Treatable Traits

Treatable Traits is a new treatment paradigm proposed for the management of people with airway diseases. The treatment approach has been suggested as a way to progress precision or personalised medicine in COPD and asthma (Agusti 2017, Agusti 2016, McDonald 2019a). Patients are first assessed through a detailed clinical history and identification of airway disease risk factors (e.g. smoking history, history of allergies, occupational exposures, family history, respiratory disease in early life); spirometry and measures of airway inflammatory biomarkers, including exhaled nitric oxide fraction (FeNO) and blood eosinophils. These assessments will indicate a high or low probability of the presence of an airway disease (Agusti 2016).

Following this confirmation, it is recommended that each individual undergoes a multidimensional assessment to identify treatable traits and an individualised treatment plan is implemented based on the presence of traits.

In order to be considered a trait, the following criteria should be met. Traits should be identifiable using a trait identification marker, clinically relevant and modifiable (McDonald 2019a).

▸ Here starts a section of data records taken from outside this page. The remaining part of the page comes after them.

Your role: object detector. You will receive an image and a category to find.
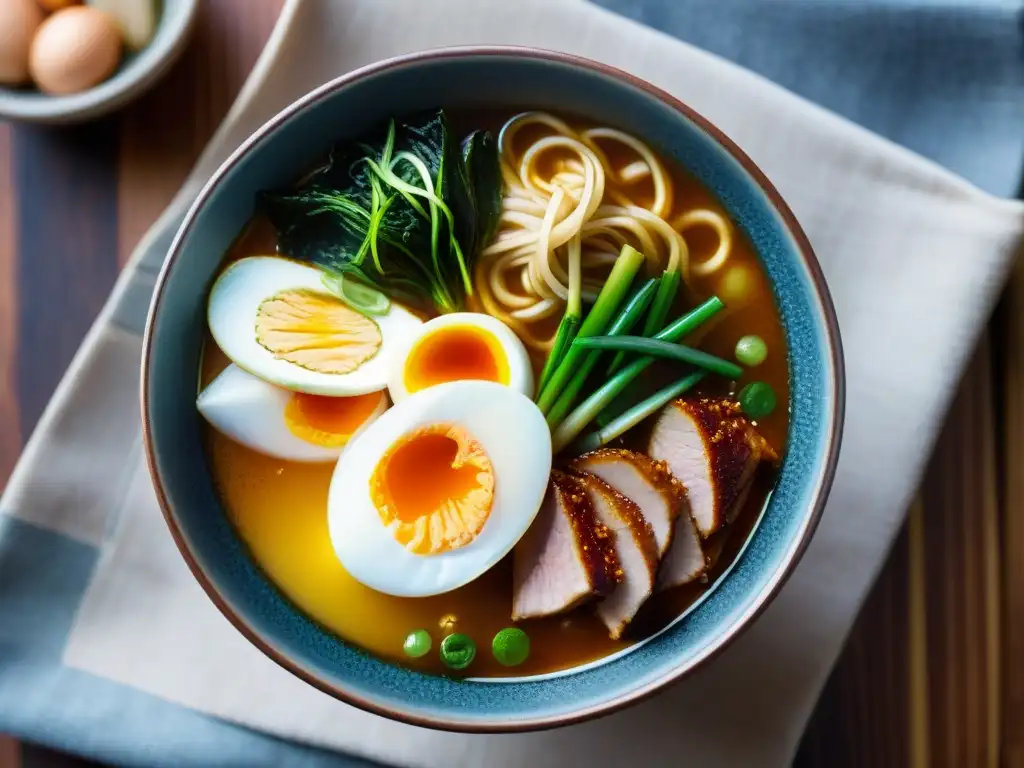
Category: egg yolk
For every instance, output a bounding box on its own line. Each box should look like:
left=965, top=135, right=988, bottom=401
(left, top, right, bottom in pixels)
left=370, top=424, right=495, bottom=555
left=404, top=326, right=509, bottom=393
left=256, top=289, right=382, bottom=374
left=285, top=392, right=384, bottom=447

Traits are grouped into three domains – pulmonary and extrapulmonary traits and behaviours/risk-factors. While overall management according to treatable traits is a concept, the treatment of each individual trait is supported in most cases through RCT evidence. A systematic review of interventions targeting treatable traits in obstructive airways diseases found these interventions were effective in improving HRQoL and were also associated with small to medium reductions in hospitalizations, 1-year all-cause mortality, dyspnoea, anxiety, and depression (Sarwar 2022) [evidence level I]. Meta-analysis of the 4 COPD-only studies demonstrated a significant improvement in SGRQ -5.82 (95% CI -9.17 to -2.47).